Makeshift MTP: A dumb idea that might work
Multi-token prediction is having a moment. DeepMind released a paper on it. Everyone's talking about how models should predict multiple tokens ahead instead of just one. The problem? Most implementations require architecture changes. New training objectives. More parameters. More compute. More everything.
But what if we could fake it?
Here's the idea. You have your model and a prompt like "The cat ". Normal inference predicts one token. Boring. But what if we spawned multiple continuations in parallel, each making their own guesses?
"The cat rna..."
"The cat cank..."
"The cat ran..."
Each of these runs through the model as a forward pass. Nothing fancy. No architectural changes. Then we compute loss on all of them and pick the winner. The one with the lowest loss gets to continue.
Think about what this actually buys us. We're running inference X times instead of once, sure. But we're also sampling from the latent space in multiple directions at once. The model is essentially exploring different branches of probability and letting us pick the most coherent one.

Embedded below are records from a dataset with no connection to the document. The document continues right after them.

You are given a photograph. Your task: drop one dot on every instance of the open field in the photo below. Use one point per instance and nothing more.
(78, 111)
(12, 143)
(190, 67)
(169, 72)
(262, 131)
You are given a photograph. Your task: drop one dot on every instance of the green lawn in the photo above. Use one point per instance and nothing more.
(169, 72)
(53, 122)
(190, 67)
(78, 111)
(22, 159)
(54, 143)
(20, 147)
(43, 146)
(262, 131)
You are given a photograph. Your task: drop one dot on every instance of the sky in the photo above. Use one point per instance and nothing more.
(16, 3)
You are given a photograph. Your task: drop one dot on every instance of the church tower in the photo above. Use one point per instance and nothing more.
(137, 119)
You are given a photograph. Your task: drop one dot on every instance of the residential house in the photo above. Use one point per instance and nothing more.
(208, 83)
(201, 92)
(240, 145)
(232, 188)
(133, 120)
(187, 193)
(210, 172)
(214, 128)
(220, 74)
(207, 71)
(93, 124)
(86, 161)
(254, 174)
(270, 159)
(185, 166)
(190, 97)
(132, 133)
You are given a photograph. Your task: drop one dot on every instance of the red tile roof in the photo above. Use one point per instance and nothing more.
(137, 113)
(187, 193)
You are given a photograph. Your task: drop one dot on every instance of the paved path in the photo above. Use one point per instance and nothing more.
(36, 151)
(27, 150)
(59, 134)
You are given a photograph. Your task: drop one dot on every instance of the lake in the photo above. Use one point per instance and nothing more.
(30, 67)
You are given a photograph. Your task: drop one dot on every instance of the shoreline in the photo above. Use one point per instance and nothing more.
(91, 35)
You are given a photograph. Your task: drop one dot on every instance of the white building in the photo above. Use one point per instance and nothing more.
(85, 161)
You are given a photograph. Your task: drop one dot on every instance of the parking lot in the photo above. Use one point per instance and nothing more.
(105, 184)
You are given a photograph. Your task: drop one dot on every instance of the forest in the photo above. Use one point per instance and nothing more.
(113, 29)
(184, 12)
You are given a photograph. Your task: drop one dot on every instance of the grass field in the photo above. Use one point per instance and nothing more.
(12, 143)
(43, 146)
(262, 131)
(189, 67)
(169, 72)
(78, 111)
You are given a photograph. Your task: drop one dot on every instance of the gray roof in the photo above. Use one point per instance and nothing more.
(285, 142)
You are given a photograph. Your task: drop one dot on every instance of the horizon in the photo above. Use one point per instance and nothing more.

And here's the nice part. The number of branches can be anything. Running on a potato? Generate two continuations and pick the better one. Have a GPU cluster sitting around? Spawn fifty. Time-constrained? Pick based on next-token loss only. Got all day? Evaluate the full generated sequence. The tradeoff between compute and quality becomes a dial you can turn.
Why this feels like MTP
Traditional multi-token prediction trains the model to output multiple tokens in a single forward pass. The model learns to think ahead. Our approach does something similar at inference time. We explore multiple futures and commit to the best one.
The difference is we never taught the model to do this. We just throw compute at the problem until it works. Crude? Maybe. But it runs on any model without retraining.
The actual benefits
First, no more regenerating bad outputs. If a branch goes off the rails, its loss spikes, and we simply don't pick it. The bad branch dies quietly without wasting user time on a regeneration request.
Second, no architecture changes. Your model stays the same. Your training pipeline stays the same. You just add a wrapper around inference that handles the branching and selection logic.
Third, compute flexibility. Real MTP baked the multi-token prediction into the model weights. Our approach lets you decide at runtime how much exploration you can afford.
Why this is probably a bad idea
Loss is a proxy for what we actually want, which is coherence, helpfulness, and correctness. A branch might have lower loss but still say something stupid. The model confidently predicting nonsense still has low loss if it's confidently predicting.
Also, this scales poorly. If you want to explore N branches for M tokens, you're doing N times the forward passes. At some point, just using a bigger model becomes cheaper.
But for small models? For experiments? For cases where you have time but not parameters? This might be genuinely useful.
We're planning to test this on FMN-GPT. The model is small enough that running multiple forward passes is actually affordable. Whether it helps or not, we'll write up the results. Probably the failures will be more interesting than the successes.